Editorial: Regulatory Reform Needed as First Defense Against Financial Risks

In recent months, financial regulators in China have taken bold steps to root out irregularities and plug potential legal loopholes as the country strives to tighten oversight and rein in risks in the financial sector, which is plagued by excessive debt and ballooning shadow-lending activities.

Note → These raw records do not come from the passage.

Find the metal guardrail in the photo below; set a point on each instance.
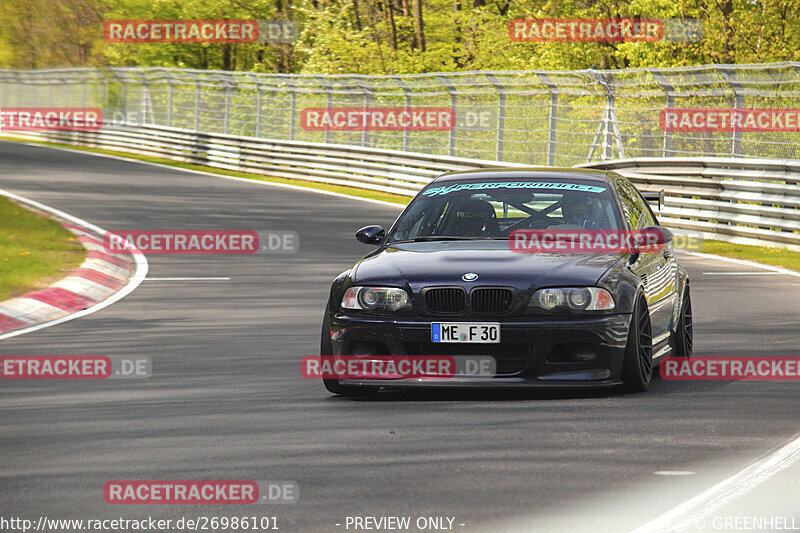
(747, 200)
(554, 118)
(390, 171)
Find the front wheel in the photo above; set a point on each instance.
(637, 370)
(333, 385)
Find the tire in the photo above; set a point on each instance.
(684, 338)
(637, 369)
(333, 386)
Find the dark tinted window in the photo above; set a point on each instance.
(634, 207)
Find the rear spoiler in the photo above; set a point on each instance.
(654, 196)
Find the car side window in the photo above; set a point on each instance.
(636, 211)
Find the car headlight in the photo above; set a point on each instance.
(572, 299)
(375, 298)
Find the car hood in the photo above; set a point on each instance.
(443, 263)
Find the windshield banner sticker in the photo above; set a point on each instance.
(513, 185)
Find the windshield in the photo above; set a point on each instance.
(492, 210)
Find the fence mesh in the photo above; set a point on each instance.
(556, 118)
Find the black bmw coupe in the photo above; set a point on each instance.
(446, 280)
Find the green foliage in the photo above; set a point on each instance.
(385, 36)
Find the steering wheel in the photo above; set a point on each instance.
(538, 216)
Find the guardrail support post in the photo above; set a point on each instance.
(407, 92)
(227, 108)
(669, 90)
(553, 122)
(501, 114)
(736, 138)
(451, 90)
(258, 109)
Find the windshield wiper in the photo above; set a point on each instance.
(430, 238)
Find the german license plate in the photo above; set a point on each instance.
(473, 332)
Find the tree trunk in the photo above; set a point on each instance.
(419, 26)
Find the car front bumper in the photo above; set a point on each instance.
(547, 352)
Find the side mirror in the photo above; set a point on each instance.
(668, 236)
(371, 235)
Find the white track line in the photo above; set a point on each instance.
(692, 511)
(743, 273)
(742, 262)
(136, 279)
(187, 279)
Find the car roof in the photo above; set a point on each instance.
(551, 173)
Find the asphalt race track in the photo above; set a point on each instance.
(226, 399)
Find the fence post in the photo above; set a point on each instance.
(452, 144)
(501, 114)
(553, 122)
(169, 103)
(669, 91)
(407, 92)
(609, 126)
(328, 102)
(227, 127)
(367, 96)
(736, 138)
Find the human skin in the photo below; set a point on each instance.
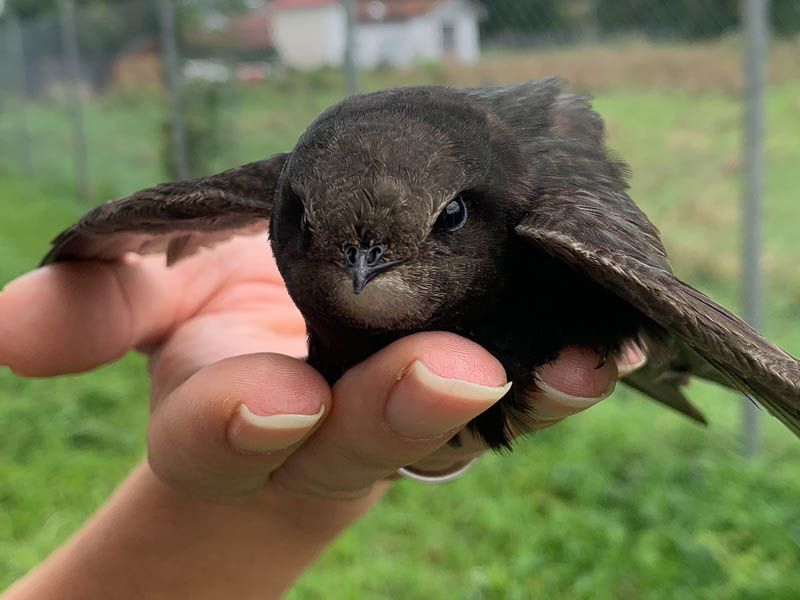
(233, 501)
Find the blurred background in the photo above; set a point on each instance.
(99, 98)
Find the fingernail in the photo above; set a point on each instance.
(425, 405)
(249, 432)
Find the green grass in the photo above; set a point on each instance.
(625, 501)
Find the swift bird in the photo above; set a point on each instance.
(495, 213)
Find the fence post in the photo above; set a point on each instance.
(69, 39)
(166, 15)
(16, 50)
(350, 67)
(755, 22)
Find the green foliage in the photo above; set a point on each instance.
(204, 127)
(627, 501)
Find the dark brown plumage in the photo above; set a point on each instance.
(496, 213)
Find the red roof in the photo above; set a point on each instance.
(284, 4)
(369, 11)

Earlier this year, the central bank introduced the Macro Prudential Assessment system to gauge financial institutions’ risk exposure, hoping to put a lid on fast-growing, off-the-books credit offerings. The China Banking Regulatory Commission stepped on the gas in late March, issuing seven policy documents in 10 days to increase scrutiny over the banking sector. The securities watchdog, the China Securities Regulatory Commission, also lashed its whip, imposing 5.5 billion yuan ($797 million) in penalties on companies found to be issuing fraudulent data or engaging in other malpractices in April alone. This sum is higher than the total amount of fines collected in all of 2016. The China Insurance Regulatory Commission, which saw its former chairman, Xiang Junbo, fall from grace over an alleged corruption scandal in April, has issued a slew of fresh regulations and carried out inspections to uncover irregularities in insurers’ investment activities. Several insurance giants, including Foresea Life Insurance, Evergrande Life Insurance and Anbang Life Insurance, have been punished for selling high-risk products known as “universal life insurance” — a type of short-term policy that combines minimal protection benefits with a high return on investment.